Mason weighed 6 pounds 10 ounces and was 19.5 inches long.  He was healthy and ready to come out.  Praise the Lord.  I was worried about his lungs since he was so early but he was perfect. Carter and Madelynn were so excited to meet him and loved holding him whenever they could.  The delivery was smooth and easy and probably my easiest surgery so far.  Recovery has been a little harder but the actual C-section went great.  Mason is already 16 days old.  The first 12 days or so he slept probably 22 out of the 24 hours in each day.  He nursed great right from the beginning and slept through the night except when we would wake him up to feed him.  He was super sleepy from being so early and little.  But he latched perfect right away and has been a good eater (when he can stay awake) the whole time.  This week he is starting to wake up a lot more during the day and night which is making night time a little less enjoyable for me.  Last night he woke up every two hours all night long to eat.  It takes at least 30 minutes to feed each time so I was getting short bouts of sleep in between each feeding.  Having a newborn is not for the faint of heart.  But he is precious.  He has such a sweet spirit about him.  He is calm and snuggly and doesn't cry that often.  He has my heart and the heart of anyone who holds him.  He is just the sweetest! 

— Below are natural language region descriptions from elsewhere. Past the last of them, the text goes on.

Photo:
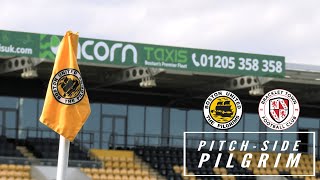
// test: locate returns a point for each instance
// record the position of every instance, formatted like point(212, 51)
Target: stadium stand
point(14, 172)
point(8, 148)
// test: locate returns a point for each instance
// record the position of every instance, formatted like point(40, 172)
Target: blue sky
point(288, 28)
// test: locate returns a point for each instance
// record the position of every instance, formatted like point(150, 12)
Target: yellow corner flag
point(66, 106)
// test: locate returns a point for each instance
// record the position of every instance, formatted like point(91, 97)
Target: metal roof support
point(131, 74)
point(18, 63)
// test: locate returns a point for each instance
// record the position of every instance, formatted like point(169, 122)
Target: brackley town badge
point(279, 109)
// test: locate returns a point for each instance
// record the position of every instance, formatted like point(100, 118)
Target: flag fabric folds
point(66, 106)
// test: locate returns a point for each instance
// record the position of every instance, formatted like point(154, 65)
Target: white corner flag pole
point(63, 158)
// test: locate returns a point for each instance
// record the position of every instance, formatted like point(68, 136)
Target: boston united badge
point(279, 109)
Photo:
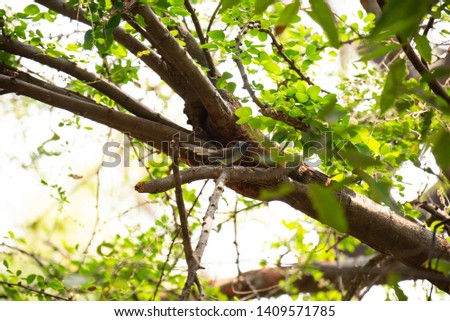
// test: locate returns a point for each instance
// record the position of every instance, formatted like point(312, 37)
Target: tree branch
point(156, 134)
point(112, 91)
point(204, 234)
point(216, 106)
point(29, 288)
point(151, 59)
point(373, 224)
point(265, 282)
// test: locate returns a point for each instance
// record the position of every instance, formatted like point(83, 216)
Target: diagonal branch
point(156, 134)
point(151, 59)
point(168, 46)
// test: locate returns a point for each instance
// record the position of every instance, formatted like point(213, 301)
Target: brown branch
point(112, 91)
point(289, 61)
point(29, 288)
point(191, 259)
point(372, 223)
point(210, 63)
point(235, 174)
point(238, 60)
point(358, 280)
point(151, 59)
point(265, 282)
point(204, 235)
point(156, 134)
point(213, 17)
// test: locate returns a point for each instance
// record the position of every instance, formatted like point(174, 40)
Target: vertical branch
point(235, 238)
point(180, 203)
point(204, 235)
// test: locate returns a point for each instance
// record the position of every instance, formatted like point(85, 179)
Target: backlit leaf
point(328, 208)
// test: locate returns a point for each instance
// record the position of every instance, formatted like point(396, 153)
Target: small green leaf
point(226, 4)
point(243, 112)
point(271, 67)
point(441, 142)
point(31, 10)
point(301, 97)
point(30, 278)
point(401, 18)
point(216, 35)
point(262, 5)
point(393, 86)
point(113, 22)
point(313, 91)
point(287, 16)
point(328, 208)
point(321, 13)
point(423, 46)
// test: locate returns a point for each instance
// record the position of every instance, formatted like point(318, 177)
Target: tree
point(363, 131)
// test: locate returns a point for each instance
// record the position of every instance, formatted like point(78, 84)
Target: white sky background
point(24, 199)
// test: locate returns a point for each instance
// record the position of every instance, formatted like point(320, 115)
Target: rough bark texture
point(211, 112)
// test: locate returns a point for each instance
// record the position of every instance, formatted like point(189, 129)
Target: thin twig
point(238, 60)
point(213, 17)
point(357, 281)
point(235, 237)
point(288, 60)
point(53, 296)
point(191, 260)
point(204, 235)
point(161, 276)
point(32, 255)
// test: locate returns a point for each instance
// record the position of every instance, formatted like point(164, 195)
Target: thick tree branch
point(373, 224)
point(169, 47)
point(265, 282)
point(156, 134)
point(151, 59)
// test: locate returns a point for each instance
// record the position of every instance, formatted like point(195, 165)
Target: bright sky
point(24, 199)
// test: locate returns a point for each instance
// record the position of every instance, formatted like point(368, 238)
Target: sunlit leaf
point(423, 46)
point(287, 16)
point(261, 5)
point(401, 18)
point(393, 87)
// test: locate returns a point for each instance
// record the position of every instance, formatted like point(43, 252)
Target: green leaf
point(262, 5)
point(321, 13)
point(31, 10)
point(401, 18)
point(287, 16)
point(358, 160)
point(328, 208)
point(226, 4)
point(243, 112)
point(393, 87)
point(216, 35)
point(371, 51)
point(113, 22)
point(271, 67)
point(30, 278)
point(423, 46)
point(441, 143)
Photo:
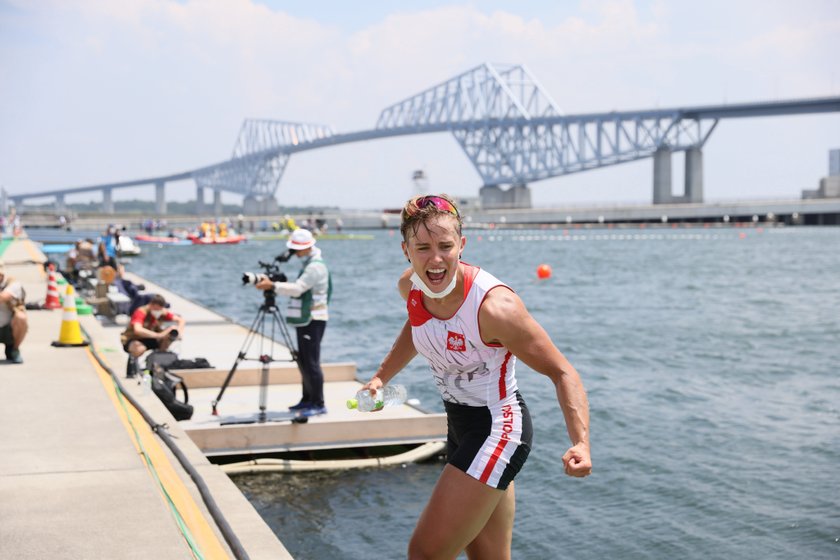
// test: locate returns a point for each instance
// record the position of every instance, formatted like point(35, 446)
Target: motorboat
point(126, 247)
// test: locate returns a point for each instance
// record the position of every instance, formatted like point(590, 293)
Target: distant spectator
point(13, 320)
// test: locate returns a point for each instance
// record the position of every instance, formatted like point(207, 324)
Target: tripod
point(268, 313)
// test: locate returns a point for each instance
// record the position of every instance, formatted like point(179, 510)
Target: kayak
point(268, 236)
point(228, 240)
point(161, 240)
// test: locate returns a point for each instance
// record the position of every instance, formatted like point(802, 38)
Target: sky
point(97, 91)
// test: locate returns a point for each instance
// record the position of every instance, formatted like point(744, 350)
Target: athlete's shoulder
point(404, 283)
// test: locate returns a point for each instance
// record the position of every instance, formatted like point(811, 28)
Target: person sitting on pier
point(146, 331)
point(13, 320)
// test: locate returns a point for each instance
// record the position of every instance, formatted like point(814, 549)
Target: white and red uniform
point(489, 425)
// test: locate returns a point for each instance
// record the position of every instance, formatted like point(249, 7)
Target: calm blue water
point(710, 360)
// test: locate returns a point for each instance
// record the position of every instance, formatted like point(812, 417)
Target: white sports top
point(466, 370)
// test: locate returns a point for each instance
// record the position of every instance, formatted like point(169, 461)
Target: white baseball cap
point(300, 239)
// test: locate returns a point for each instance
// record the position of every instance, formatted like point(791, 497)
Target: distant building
point(829, 186)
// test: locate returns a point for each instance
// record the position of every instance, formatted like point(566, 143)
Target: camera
point(271, 271)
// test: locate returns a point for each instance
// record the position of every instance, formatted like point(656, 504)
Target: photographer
point(146, 331)
point(307, 312)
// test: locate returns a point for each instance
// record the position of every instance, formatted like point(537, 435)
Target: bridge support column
point(517, 196)
point(160, 199)
point(662, 193)
point(199, 200)
point(694, 175)
point(107, 201)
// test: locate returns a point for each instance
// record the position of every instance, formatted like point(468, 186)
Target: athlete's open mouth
point(436, 275)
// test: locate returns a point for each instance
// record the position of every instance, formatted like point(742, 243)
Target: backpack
point(165, 385)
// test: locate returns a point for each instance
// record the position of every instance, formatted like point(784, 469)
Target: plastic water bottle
point(147, 382)
point(389, 395)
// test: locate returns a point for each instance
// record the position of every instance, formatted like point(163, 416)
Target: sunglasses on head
point(438, 202)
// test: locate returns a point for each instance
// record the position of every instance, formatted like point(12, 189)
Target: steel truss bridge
point(506, 123)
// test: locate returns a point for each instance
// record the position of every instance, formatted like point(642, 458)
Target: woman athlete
point(472, 328)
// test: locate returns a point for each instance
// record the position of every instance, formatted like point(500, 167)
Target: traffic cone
point(52, 292)
point(71, 333)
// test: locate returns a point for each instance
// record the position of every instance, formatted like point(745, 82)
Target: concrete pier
point(74, 476)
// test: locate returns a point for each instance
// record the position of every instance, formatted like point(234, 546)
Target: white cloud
point(105, 90)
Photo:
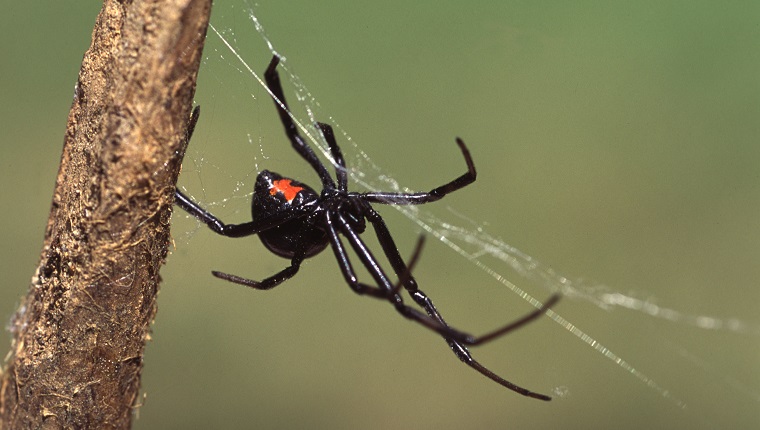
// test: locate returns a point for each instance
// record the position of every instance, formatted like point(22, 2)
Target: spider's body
point(274, 194)
point(294, 221)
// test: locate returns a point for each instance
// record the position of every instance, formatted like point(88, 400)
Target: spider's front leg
point(268, 283)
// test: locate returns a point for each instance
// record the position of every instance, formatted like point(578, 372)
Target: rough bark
point(80, 333)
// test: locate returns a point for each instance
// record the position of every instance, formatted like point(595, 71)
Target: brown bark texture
point(79, 334)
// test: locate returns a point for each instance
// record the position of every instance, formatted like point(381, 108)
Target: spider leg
point(347, 269)
point(406, 279)
point(232, 230)
point(432, 195)
point(268, 283)
point(272, 79)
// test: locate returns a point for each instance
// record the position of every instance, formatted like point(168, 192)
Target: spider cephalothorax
point(294, 221)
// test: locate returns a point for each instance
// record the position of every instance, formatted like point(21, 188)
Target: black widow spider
point(294, 221)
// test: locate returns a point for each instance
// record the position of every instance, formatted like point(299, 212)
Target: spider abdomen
point(275, 195)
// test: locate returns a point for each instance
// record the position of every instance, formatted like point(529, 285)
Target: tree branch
point(80, 333)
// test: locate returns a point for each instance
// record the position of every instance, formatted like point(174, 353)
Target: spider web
point(469, 238)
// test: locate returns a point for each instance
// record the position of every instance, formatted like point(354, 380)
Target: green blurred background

We are so thankful he is here!  Today was the day I was supposed to be having him.  It is crazy to think that I should be in the hospital right now delivering my baby and yet he is already 16 days old.  I am so thankful for God's plan and his amazing protection over my family.  Mason officially completes our family and I feel an overwhelming sense of peace and contentment in that.  I know that feeling is only from the Lord because I have wanted four kids my entire life.  And yet, today, in this moment, I know that our family is complete and I do not feel sad about that.  I am rejoicing in the fact that God has given us three beautiful healthy children and for that I am unbelievable grateful! 

I'll be back soon to post about Carter and Madelynn's birthdays!